A sustentabilidade agrícola se efetiva como meio de resistência, de reinvenção do caos moderno. A ecologia e a educação se reafirmam como bandeiras de uma resistência histórica ao agronegócio. Nenhum direito a menos! Neste contexto, se enquadram práticas efetivadas em sinergia com o ecossistema, no qual a produção se dá em ciclos fechados, com uso da química verde, com geração zero de resíduos, com uso de energia renovável, e principalmente com o protagonismo social consolidado nas economias locais vivas.

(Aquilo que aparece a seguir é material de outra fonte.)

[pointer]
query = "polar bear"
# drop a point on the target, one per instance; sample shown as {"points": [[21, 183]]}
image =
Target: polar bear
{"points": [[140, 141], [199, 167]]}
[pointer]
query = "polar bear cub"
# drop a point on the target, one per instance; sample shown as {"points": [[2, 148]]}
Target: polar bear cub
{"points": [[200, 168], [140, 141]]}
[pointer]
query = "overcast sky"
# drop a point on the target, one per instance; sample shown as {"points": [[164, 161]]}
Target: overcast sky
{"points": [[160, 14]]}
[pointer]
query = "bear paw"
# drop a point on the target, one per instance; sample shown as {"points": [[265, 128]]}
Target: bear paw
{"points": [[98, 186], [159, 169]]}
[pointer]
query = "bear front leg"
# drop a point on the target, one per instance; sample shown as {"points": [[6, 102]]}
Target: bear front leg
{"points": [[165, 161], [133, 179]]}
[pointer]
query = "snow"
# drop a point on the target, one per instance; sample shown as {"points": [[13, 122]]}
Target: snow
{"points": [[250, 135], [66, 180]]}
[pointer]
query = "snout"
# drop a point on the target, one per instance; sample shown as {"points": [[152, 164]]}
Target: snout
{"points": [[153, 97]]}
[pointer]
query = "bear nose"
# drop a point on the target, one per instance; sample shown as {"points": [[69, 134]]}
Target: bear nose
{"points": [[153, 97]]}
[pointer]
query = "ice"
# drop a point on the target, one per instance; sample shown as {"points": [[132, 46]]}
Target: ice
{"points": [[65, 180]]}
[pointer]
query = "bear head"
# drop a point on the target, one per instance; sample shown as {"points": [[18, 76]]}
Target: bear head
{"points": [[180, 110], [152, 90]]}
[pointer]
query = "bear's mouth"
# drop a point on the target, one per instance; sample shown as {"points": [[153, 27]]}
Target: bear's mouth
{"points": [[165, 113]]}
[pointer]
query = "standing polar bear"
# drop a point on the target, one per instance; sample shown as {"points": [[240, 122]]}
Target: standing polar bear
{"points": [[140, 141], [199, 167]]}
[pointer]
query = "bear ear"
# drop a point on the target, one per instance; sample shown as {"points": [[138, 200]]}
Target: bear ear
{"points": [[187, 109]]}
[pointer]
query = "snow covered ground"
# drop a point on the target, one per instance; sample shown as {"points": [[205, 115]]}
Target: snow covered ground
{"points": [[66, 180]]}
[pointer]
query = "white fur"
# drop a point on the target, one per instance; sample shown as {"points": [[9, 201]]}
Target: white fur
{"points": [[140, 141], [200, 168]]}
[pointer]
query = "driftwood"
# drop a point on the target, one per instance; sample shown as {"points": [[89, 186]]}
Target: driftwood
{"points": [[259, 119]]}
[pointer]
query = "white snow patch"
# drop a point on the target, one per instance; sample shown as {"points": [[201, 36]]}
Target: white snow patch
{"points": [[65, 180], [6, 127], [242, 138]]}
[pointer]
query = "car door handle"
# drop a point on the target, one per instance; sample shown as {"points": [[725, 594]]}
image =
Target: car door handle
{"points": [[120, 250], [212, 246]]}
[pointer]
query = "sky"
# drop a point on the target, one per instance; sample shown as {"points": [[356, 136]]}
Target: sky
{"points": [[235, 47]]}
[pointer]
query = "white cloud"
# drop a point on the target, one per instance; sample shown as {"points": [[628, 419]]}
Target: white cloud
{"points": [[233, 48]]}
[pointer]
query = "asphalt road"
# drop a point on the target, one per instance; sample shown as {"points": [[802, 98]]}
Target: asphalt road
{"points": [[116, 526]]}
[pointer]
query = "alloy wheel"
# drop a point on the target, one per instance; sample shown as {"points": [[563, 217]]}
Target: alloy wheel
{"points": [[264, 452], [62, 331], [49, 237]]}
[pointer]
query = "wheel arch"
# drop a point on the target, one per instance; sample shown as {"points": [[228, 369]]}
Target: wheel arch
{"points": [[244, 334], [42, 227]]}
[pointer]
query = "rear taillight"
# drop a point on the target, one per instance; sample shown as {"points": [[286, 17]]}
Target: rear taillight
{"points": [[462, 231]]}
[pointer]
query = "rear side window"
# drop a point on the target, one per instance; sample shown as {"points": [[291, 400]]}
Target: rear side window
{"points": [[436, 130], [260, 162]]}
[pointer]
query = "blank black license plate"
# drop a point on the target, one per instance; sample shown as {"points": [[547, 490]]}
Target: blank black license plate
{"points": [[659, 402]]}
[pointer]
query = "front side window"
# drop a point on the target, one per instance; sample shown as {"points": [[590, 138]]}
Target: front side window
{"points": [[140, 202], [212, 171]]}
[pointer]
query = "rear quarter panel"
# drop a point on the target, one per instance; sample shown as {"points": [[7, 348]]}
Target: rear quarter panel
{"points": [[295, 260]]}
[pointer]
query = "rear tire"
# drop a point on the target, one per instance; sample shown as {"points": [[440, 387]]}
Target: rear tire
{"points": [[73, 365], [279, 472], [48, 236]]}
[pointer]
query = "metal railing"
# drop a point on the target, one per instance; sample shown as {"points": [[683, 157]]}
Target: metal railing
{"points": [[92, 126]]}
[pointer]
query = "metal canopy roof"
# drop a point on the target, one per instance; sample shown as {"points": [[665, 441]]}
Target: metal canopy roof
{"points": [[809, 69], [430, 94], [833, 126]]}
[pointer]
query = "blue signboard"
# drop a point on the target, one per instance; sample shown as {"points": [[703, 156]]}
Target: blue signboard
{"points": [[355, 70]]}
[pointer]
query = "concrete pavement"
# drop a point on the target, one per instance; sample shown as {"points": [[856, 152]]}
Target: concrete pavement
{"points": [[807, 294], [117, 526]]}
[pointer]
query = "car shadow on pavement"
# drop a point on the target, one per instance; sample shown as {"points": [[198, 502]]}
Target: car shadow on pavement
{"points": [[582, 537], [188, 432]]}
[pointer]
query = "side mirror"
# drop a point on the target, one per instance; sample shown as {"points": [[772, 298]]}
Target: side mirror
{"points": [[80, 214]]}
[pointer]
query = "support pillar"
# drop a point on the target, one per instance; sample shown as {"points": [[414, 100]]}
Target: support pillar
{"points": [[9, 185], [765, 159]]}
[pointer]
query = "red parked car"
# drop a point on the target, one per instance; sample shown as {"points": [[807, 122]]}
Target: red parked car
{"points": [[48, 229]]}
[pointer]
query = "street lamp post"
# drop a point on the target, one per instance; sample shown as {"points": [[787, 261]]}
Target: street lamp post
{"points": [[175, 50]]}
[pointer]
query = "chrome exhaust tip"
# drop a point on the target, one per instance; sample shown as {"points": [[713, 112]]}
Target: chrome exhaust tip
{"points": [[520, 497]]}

A educação básica do campo e para o campo, deve ter normas técnicas e protocolos pedagógicos com vistas à emancipação e potencialização de protagonistas socioambientais. A escola camponesa é o espaço que gesta e articula projetos ambientais interdisciplinares para resistir aos mandos e desmandos do agronegócio. Ecologia e educação para a formação de agentes de liderança e resistência. A educação ambiental deve capacitar as pessoas para o exercício pleno e contínuo da cidadania, desenvolvendo protagonismo e emancipação dos diferentes sujeitos. O atual cenário sociopolítico é desafiador e forma agentes ambientais para ação em diferentes contextos, realidades e recortes espaciais. Por último, o protagonismo e a emancipação são elementos chaves para mudar a realidade rural brasileira e acabar de vez com o analfabetismo cultural, político, educacional, ambiental e social que assola a nação.